Le renvoi préjudiciel trouve son origine dans un recours formé par Banco de Santander SA devant le TEAC contre un avis d’imposition établi par l’inspection fiscale espagnole. Cet avis est intervenu à la suite de l’acquisition par Banco de Santander, en mai 2002, de 100 % des actions d’une société allemande, AKB, pour un montant de 1099999999 euros. Quelque six mois plus tard, Banco de Santander a cédé les actions d’AKB à deux sociétés liées. Banco de Santander a finalement fait valoir que la survaleur financière liée à cette opération pouvait être amortie en vertu des avantages fiscaux prévus par la législation fiscale espagnole.

10.

Il n’est pas nécessaire, pour ce qui nous occupe, d’examiner en détail le fond du renvoi préjudiciel ni, au demeurant, l’historique plutôt enchevêtrée de la présente procédure de renvoi, puisqu’elle est restée suspendue depuis la saisine initiale en 2014 en raison de l’existence d’une multitude d’autres procédures dans lesquelles la légalité de la décision 2011/5 a été contestée devant le Tribunal de l’Union européenne et la Cour, notamment dans l’affaire ayant conduit à l’arrêt du 21 décembre 2016, Commission/World Duty Free Group e.a. (C‑20/15 P et C‑21/15 P, EU:C:2016:981) ( 12 ). Je relève par ailleurs que la légalité de la décision 2015/314 est elle aussi actuellement contestée devant le Tribunal ( 13 ).
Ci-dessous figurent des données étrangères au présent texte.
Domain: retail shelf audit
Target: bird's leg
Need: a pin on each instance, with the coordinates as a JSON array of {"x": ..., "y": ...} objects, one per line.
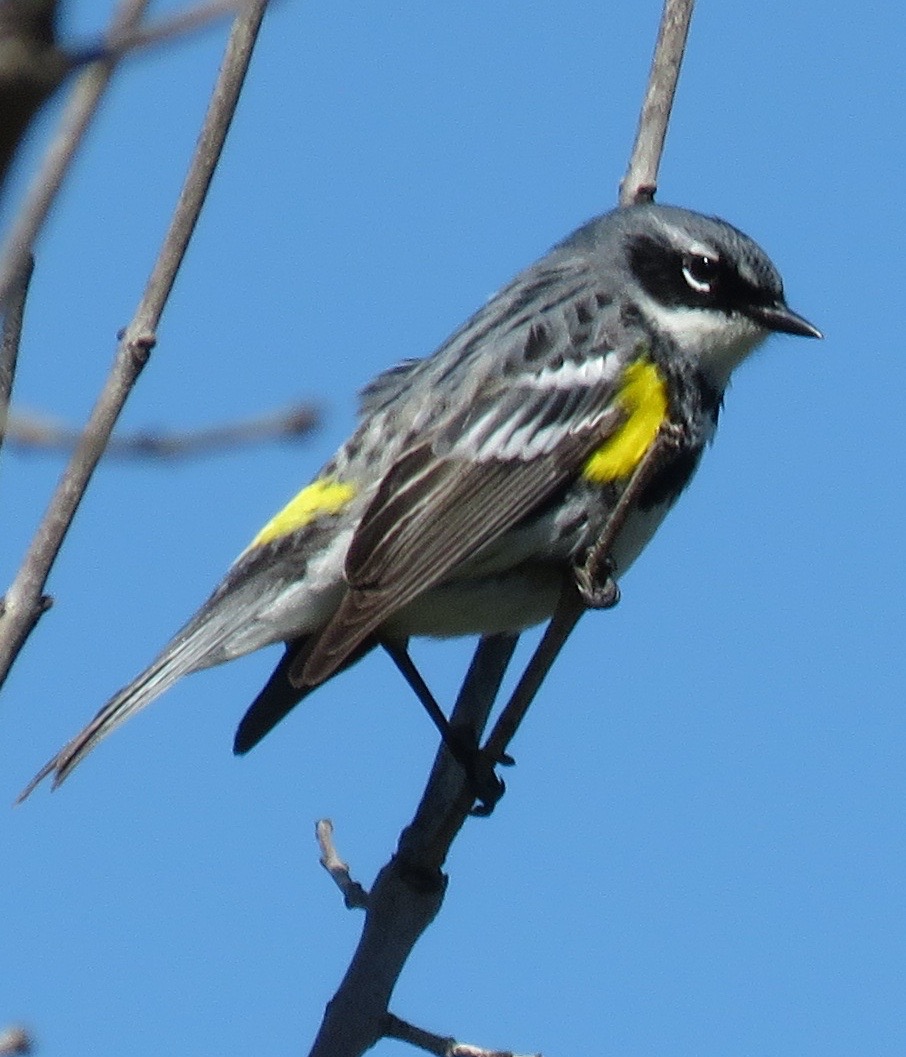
[
  {"x": 594, "y": 576},
  {"x": 589, "y": 585},
  {"x": 461, "y": 743}
]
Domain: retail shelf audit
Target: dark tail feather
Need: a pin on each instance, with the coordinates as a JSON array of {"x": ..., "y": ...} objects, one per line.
[{"x": 279, "y": 697}]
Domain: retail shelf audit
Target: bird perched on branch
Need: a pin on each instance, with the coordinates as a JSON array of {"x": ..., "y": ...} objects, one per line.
[{"x": 479, "y": 478}]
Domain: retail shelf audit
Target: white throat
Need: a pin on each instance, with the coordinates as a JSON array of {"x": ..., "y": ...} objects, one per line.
[{"x": 716, "y": 342}]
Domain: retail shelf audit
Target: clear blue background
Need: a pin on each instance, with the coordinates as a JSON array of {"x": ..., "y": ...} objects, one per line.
[{"x": 702, "y": 848}]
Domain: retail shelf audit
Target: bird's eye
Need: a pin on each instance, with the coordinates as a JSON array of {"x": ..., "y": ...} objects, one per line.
[{"x": 700, "y": 272}]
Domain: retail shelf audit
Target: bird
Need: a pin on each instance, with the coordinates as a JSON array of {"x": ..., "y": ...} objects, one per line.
[{"x": 479, "y": 478}]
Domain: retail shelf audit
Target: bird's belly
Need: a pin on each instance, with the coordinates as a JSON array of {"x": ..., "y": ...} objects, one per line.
[{"x": 511, "y": 600}]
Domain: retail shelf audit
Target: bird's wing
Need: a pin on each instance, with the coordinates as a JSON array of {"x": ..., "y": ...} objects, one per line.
[{"x": 477, "y": 476}]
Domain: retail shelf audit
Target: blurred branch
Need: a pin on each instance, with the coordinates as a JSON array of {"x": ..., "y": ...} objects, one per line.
[
  {"x": 640, "y": 183},
  {"x": 82, "y": 104},
  {"x": 159, "y": 33},
  {"x": 10, "y": 337},
  {"x": 31, "y": 432},
  {"x": 15, "y": 1040},
  {"x": 23, "y": 604},
  {"x": 32, "y": 67}
]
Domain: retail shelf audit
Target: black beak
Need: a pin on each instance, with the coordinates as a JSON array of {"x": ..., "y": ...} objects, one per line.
[{"x": 779, "y": 317}]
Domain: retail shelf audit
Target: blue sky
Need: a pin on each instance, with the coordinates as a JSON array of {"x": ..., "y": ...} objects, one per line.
[{"x": 702, "y": 846}]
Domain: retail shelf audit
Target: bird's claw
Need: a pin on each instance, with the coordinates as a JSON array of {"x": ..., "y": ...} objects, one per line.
[{"x": 596, "y": 586}]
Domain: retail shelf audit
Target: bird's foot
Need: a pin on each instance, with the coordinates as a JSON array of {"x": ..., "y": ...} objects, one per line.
[
  {"x": 484, "y": 783},
  {"x": 595, "y": 583}
]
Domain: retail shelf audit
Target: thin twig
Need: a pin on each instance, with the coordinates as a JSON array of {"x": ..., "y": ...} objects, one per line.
[
  {"x": 82, "y": 105},
  {"x": 439, "y": 1044},
  {"x": 641, "y": 180},
  {"x": 22, "y": 605},
  {"x": 32, "y": 432},
  {"x": 10, "y": 338},
  {"x": 353, "y": 894}
]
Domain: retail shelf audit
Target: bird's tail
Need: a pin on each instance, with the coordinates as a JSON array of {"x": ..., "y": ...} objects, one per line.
[{"x": 200, "y": 644}]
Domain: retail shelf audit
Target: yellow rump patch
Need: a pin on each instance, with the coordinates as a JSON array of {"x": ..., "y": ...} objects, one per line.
[
  {"x": 643, "y": 395},
  {"x": 320, "y": 498}
]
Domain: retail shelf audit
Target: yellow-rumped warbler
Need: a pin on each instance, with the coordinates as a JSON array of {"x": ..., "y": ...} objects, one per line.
[{"x": 478, "y": 477}]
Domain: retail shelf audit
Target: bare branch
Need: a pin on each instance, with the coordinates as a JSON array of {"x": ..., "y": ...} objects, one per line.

III. Compétence de la Cour

11.

La raison pour laquelle je n’ai que légèrement esquissé le fond du renvoi préjudiciel et l’historique de la procédure jusqu’à présent est qu’une seule question se pose en l’espèce devant la Cour, celle de savoir si le TEAC est une « juridiction » au sens de l’article 267 TFUE.

12.

Dans sa demande de décision préjudicielle, le TEAC indique que les tribunaux économiques administratifs sont des juridictions aux fins de l’article 267 TFUE, car elles satisfont aux conditions énoncées dans la jurisprudence de la Cour. Le TEAC affirme que cette thèse est confirmée par l’arrêt du 21 mars 2000, Gabalfrisa e.a. (C‑110/98 à C‑147/98, EU:C:2000:145). Il convient de relever que, au point 38 de son arrêt du 27 février 2018, Associação Sindical dos Juízes Portugueses (C‑64/16, EU:C:2018:117), la Cour note que, au nombre des éléments à prendre en compte dans le cadre de l’appréciation de la qualité de « juridiction », figurent l’origine légale de l’organe, sa permanence, le caractère obligatoire de sa juridiction, la nature contradictoire de sa procédure, l’application, par l’organe, des règles de droit ainsi que son indépendance. Dans ses observations, la Commission a émis des doutes quant à l’indépendance du TEAC. Par décision du 30 avril 2019, la Cour a décidé que la question de sa compétence pour répondre aux questions posées par le TEAC devrait être examinée dans un premier temps. Une série de questions écrites ont été adressées aux parties au sujet de la compétence de la Cour pour qu’elles formulent des observations écrites à cet égard et une audience s’est tenue le 2 juillet 2019.

13.

Si le TEAC n’est pas une telle juridiction, la Cour ne saurait répondre aux questions posées par celui‑ci dans sa demande de décision préjudicielle, car elle n’est pas compétente pour en connaître. Si, en revanche, elle parvenait à la conclusion contraire, la Cour serait tenue d’examiner le fond de ces questions dans le cadre d’un arrêt ultérieur.

14.

Tout cela amène à la question centrale de savoir si l’arrêt du 21 mars 2000, Gabalfrisa e.a. (C‑110/98 à C‑147/98, EU:C:2000:145), demeure valable au vu des évolutions de la jurisprudence de la Cour depuis le prononcé de cet arrêt.

15.

À mon avis, la conclusion de la Cour, dans cette affaire, selon laquelle les tribunaux économiques administratifs bénéficiaient de garanties d’indépendance suffisantes pour être qualifié de juridiction aux fins de l’article 267 TFUE n’est plus soutenable – au regard notamment du raisonnement de la Cour dans des affaires ultérieures, par exemple dans l’arrêt du 27 février 2018, Associação Sindical dos Juízes Portugueses (C‑64/16, EU:C:2018:117). J’estime donc qu’il ne convient pas de suivre l’arrêt du 21 mars 2000, Gabalfrisa e.a. (C‑110/98 à C‑147/98, EU:C:2000:145), en l’espèce. Il s’ensuit que, d’après moi, le TEAC ne bénéficie pas d’un degré d’indépendance suffisant pour être considéré comme une « juridiction » aux fins de l’article 267 TFUE. Dès lors, la Cour n’est pas compétente pour répondre aux questions posées par le TEAC.

16.

Avant d’expliquer les raisons pour lesquelles je suis parvenu à cette conclusion, il convient tout d’abord d’examiner la législation et la pratique espagnoles pertinentes.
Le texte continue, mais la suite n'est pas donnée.